An example of a flamegraph might then look something like this:


What is happening behind the scene?

When running your analysis nitty griddy create a new folder in your train folder. It then generates a run.C file from your options and copies it into that folder. This run.C can be run on independently and should be easy to read. This has the advantage that you can always just stop using nittygriddy and drop back to modifying the macros yourself - no vendor lockin! However, if you would like to continue using nittygriddy, you should not edit those macros directly since they might get overwritten and it defeats the purpose of this program in the first place.

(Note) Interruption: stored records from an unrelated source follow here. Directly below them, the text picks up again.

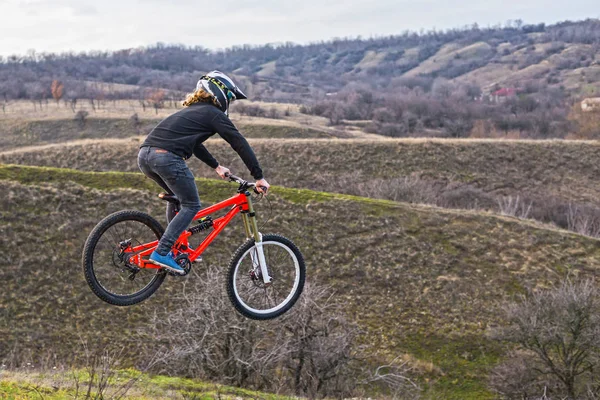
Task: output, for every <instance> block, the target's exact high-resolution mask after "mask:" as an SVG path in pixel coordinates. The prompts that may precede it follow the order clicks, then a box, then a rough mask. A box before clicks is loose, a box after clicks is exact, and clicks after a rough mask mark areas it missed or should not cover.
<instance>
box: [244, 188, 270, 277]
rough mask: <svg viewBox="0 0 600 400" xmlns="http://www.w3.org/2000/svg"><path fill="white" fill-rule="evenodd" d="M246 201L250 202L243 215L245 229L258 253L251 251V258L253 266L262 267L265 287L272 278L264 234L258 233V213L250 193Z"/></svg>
mask: <svg viewBox="0 0 600 400" xmlns="http://www.w3.org/2000/svg"><path fill="white" fill-rule="evenodd" d="M246 199H247V201H248V212H247V213H242V220H243V221H244V229H245V230H246V237H247V238H248V239H250V238H252V237H253V238H254V248H255V249H256V251H250V258H251V259H252V266H253V267H254V268H256V266H257V265H258V266H260V272H261V275H262V278H263V282H264V283H265V285H269V284H270V283H271V280H272V279H271V276H270V275H269V270H268V268H267V261H266V259H265V252H264V249H263V243H262V234H261V233H260V232H259V231H258V223H257V222H256V213H255V212H254V205H253V204H252V198H251V197H250V193H249V192H246Z"/></svg>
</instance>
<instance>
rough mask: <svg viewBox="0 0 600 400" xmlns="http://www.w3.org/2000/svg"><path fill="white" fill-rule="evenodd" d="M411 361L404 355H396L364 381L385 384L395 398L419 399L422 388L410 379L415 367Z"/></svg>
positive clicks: (371, 374)
mask: <svg viewBox="0 0 600 400" xmlns="http://www.w3.org/2000/svg"><path fill="white" fill-rule="evenodd" d="M409 361H410V360H407V359H404V358H402V357H396V358H395V359H394V360H392V362H390V363H389V364H385V365H380V366H378V367H377V368H376V369H375V370H374V371H371V372H370V373H369V376H368V378H366V379H365V381H364V382H365V383H367V384H379V385H383V386H385V387H386V388H387V389H388V390H389V391H390V393H391V395H392V396H393V398H394V399H396V398H410V399H418V398H419V392H420V391H421V388H420V387H419V385H417V384H416V383H415V382H414V381H413V380H412V379H410V375H411V374H412V372H413V368H412V366H411V365H410V364H409Z"/></svg>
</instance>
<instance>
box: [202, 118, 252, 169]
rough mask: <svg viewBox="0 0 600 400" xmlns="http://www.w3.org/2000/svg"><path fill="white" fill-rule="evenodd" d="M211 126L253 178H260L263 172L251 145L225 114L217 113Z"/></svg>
mask: <svg viewBox="0 0 600 400" xmlns="http://www.w3.org/2000/svg"><path fill="white" fill-rule="evenodd" d="M213 128H214V130H215V132H217V133H218V134H219V135H220V136H221V137H222V138H223V139H225V140H226V141H227V143H229V145H230V146H231V148H232V149H234V150H235V151H236V152H237V153H238V154H239V156H240V158H241V159H242V161H243V162H244V164H246V167H248V170H249V171H250V174H251V175H252V176H253V177H254V179H256V180H259V179H262V178H263V172H262V169H261V168H260V165H259V163H258V160H257V159H256V155H255V154H254V151H253V150H252V147H250V145H249V144H248V141H247V140H246V138H244V137H243V136H242V134H241V133H240V132H239V131H238V130H237V128H236V127H235V125H233V122H231V120H230V119H229V118H228V117H227V116H226V115H225V114H223V113H219V114H217V115H216V116H215V118H214V119H213Z"/></svg>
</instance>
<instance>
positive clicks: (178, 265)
mask: <svg viewBox="0 0 600 400" xmlns="http://www.w3.org/2000/svg"><path fill="white" fill-rule="evenodd" d="M150 262H151V263H153V264H156V265H160V266H161V267H163V268H164V269H166V270H168V271H170V272H174V273H176V274H180V275H183V274H185V270H184V269H183V268H181V266H180V265H179V264H177V262H176V261H175V260H174V259H173V253H169V254H167V255H166V256H162V255H160V254H158V253H157V252H156V250H155V251H153V252H152V254H150Z"/></svg>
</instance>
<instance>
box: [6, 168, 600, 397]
mask: <svg viewBox="0 0 600 400" xmlns="http://www.w3.org/2000/svg"><path fill="white" fill-rule="evenodd" d="M0 179H3V180H4V181H3V182H2V186H3V188H4V189H3V191H2V193H1V194H0V204H1V205H2V208H1V210H2V211H1V212H2V220H3V221H5V223H4V224H3V226H2V232H1V234H2V235H1V238H2V239H0V250H1V251H2V252H3V253H4V254H6V257H7V259H8V260H10V261H9V265H8V266H7V267H6V268H4V269H3V270H2V272H1V276H0V278H1V279H2V281H3V282H6V283H5V288H6V289H7V290H4V291H3V292H2V295H1V296H2V300H1V302H2V304H6V305H7V307H6V308H5V311H4V313H5V316H6V318H4V319H3V320H2V325H1V326H0V338H2V339H0V340H1V341H2V342H1V343H0V344H1V346H0V348H3V349H6V350H5V351H10V352H11V354H13V355H14V354H19V355H20V356H28V357H31V358H32V359H34V358H36V357H37V356H39V355H41V354H49V353H53V354H55V355H57V356H58V357H59V358H60V357H66V356H68V355H70V354H72V352H73V351H74V349H73V347H72V343H76V342H78V341H79V340H81V338H82V337H84V338H86V339H87V340H90V341H91V342H94V343H109V342H110V341H111V340H114V339H116V338H119V337H120V339H119V342H120V343H123V344H128V345H129V346H128V349H129V357H134V355H135V354H137V352H138V351H139V350H140V349H138V348H137V344H136V343H131V342H130V340H128V339H127V338H123V337H122V333H123V332H124V331H125V332H128V331H130V332H133V331H136V330H139V329H143V327H144V325H145V324H146V321H147V319H148V316H149V314H150V313H153V312H154V311H155V310H158V309H163V307H164V309H167V310H168V309H170V308H173V307H176V305H175V304H172V302H170V301H169V297H170V296H169V294H170V293H173V291H178V290H180V288H181V285H182V281H180V280H174V279H171V280H169V281H168V283H167V284H165V287H164V288H162V289H161V290H160V291H159V293H158V294H157V295H156V296H155V297H154V298H152V299H151V300H149V301H148V302H146V303H144V304H142V305H140V306H138V307H134V308H131V309H127V310H124V309H118V308H117V309H115V308H113V307H110V306H107V305H104V304H103V303H101V302H100V300H98V299H95V298H94V296H93V294H92V293H91V292H90V291H89V290H88V289H87V287H86V284H85V282H84V280H83V277H82V274H81V272H80V266H79V260H80V251H81V244H82V243H83V241H84V239H85V236H86V234H87V232H88V231H89V230H90V229H91V228H92V227H93V225H94V224H95V222H96V221H98V220H99V219H100V218H101V217H102V216H104V215H106V214H108V213H109V212H111V211H116V210H119V209H124V208H136V209H139V210H142V211H147V212H151V213H152V214H153V215H157V216H160V215H162V213H163V211H162V210H163V204H160V203H159V201H158V200H156V199H155V197H154V196H153V193H154V192H155V190H154V188H153V186H152V185H151V183H150V182H148V181H147V180H144V179H143V178H142V176H141V175H140V174H127V173H114V172H113V173H91V172H78V171H74V170H66V169H51V168H36V167H18V166H13V167H11V166H4V167H2V168H1V169H0ZM198 186H199V188H200V191H201V197H202V198H203V199H204V202H205V204H208V203H211V202H214V201H215V200H217V199H220V198H223V197H225V196H227V195H228V194H230V193H231V191H232V187H231V186H230V185H229V184H227V183H223V182H218V181H212V180H200V181H199V182H198ZM271 201H272V203H273V209H274V210H275V215H274V216H273V218H272V219H271V220H270V222H269V225H268V228H267V229H265V231H273V232H280V233H283V234H285V235H288V236H290V237H292V238H293V239H294V240H295V241H296V242H297V243H298V244H299V246H300V247H301V248H302V249H303V251H304V252H305V254H306V257H307V264H308V266H309V274H310V277H311V279H315V280H322V281H325V282H328V283H329V284H331V285H333V287H334V289H335V291H336V293H337V296H339V297H340V298H341V299H343V302H344V304H345V309H346V313H347V315H348V316H349V317H351V318H353V319H354V320H355V321H356V322H357V323H358V324H359V325H360V326H361V327H363V328H364V329H365V333H364V336H362V338H361V342H362V343H363V344H364V345H365V346H366V347H365V351H364V355H365V356H367V357H368V358H369V359H370V360H372V361H373V362H375V363H376V362H381V361H384V360H387V361H389V360H390V358H394V357H396V356H398V355H401V354H409V355H411V357H412V358H414V360H415V362H416V361H417V360H418V361H422V362H424V363H431V364H432V365H433V366H434V367H435V368H431V369H430V370H429V371H430V372H426V371H424V372H423V373H424V374H425V375H426V376H427V377H428V380H429V381H430V382H431V385H430V387H429V389H428V393H429V394H430V395H431V396H433V397H435V396H438V395H443V396H446V397H447V398H482V397H481V396H484V397H488V396H489V392H488V391H487V389H485V376H486V371H488V370H489V368H490V367H491V366H492V365H494V363H495V362H497V360H498V357H500V356H501V354H502V350H501V348H500V347H499V346H498V344H496V343H494V342H493V341H492V340H491V339H489V338H488V333H489V330H490V329H492V328H493V327H494V326H496V325H497V324H498V323H499V322H501V321H499V320H498V308H497V307H498V306H499V304H500V301H502V300H503V299H506V298H510V297H511V296H514V295H515V294H518V293H523V292H524V291H526V290H528V289H536V288H545V287H549V286H550V285H552V284H553V283H555V282H557V281H558V280H559V279H561V277H564V276H566V275H567V274H569V275H574V276H592V275H595V274H597V270H598V268H599V267H600V247H599V246H598V241H597V240H594V239H589V238H585V237H582V236H579V235H575V234H571V233H567V232H564V231H558V230H554V229H549V228H546V227H541V226H538V225H535V224H531V223H528V222H523V221H519V220H516V219H511V218H504V217H498V216H494V215H491V214H485V213H477V212H464V211H461V212H458V211H456V212H455V211H446V210H442V209H436V208H430V207H419V206H409V205H406V204H401V203H394V202H387V201H377V200H368V199H364V198H356V197H351V196H344V195H334V194H326V193H320V192H311V191H306V190H294V189H284V188H275V190H274V192H273V195H272V199H271ZM259 212H262V213H266V212H267V211H266V209H265V208H262V209H261V210H259ZM73 215H77V216H78V217H77V218H73ZM23 221H27V223H25V224H24V223H23ZM163 223H164V221H163ZM35 237H38V238H40V239H42V240H40V241H38V243H39V244H38V247H37V248H36V252H24V251H23V250H22V249H23V248H25V247H27V245H28V244H29V243H30V240H32V239H31V238H35ZM235 238H240V233H239V231H237V232H236V231H229V232H227V231H226V234H225V236H224V237H223V239H220V240H218V242H217V243H216V246H215V247H214V248H213V249H210V250H209V253H207V254H206V257H205V260H206V262H207V263H208V265H224V264H225V263H226V259H227V257H228V255H229V254H230V253H231V251H232V245H231V244H230V243H238V242H237V241H236V240H234V239H235ZM49 261H50V262H49ZM198 273H199V274H200V275H199V276H201V274H202V271H201V269H200V270H199V271H198ZM190 279H198V276H196V277H191V278H190ZM22 293H27V296H22ZM9 321H10V324H9ZM113 338H114V339H113ZM27 343H35V347H34V348H32V347H31V346H30V345H27ZM61 344H62V345H61ZM144 346H148V343H144ZM34 349H35V351H34V352H32V351H33V350H34ZM75 351H76V350H75ZM2 356H3V357H6V356H8V354H7V353H4V354H3V355H2ZM466 396H469V397H466ZM473 396H474V397H473Z"/></svg>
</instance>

Contributions of any kind (issues, pull requests, general comments…) are always welcome! If you would like to hack on nittygriddy (for example to add new datasets to the default ones) you should check out nitty griddy as an editable python package:

$ git clone
$ cd nittygriddy
$ pip install -e .

This installs nittygriddy in editable mode, meaning that any changes to the files in the repository clone are immediately available to the command line tool without re-installation. This means that updates can be raked in with a simple git pull origin/master.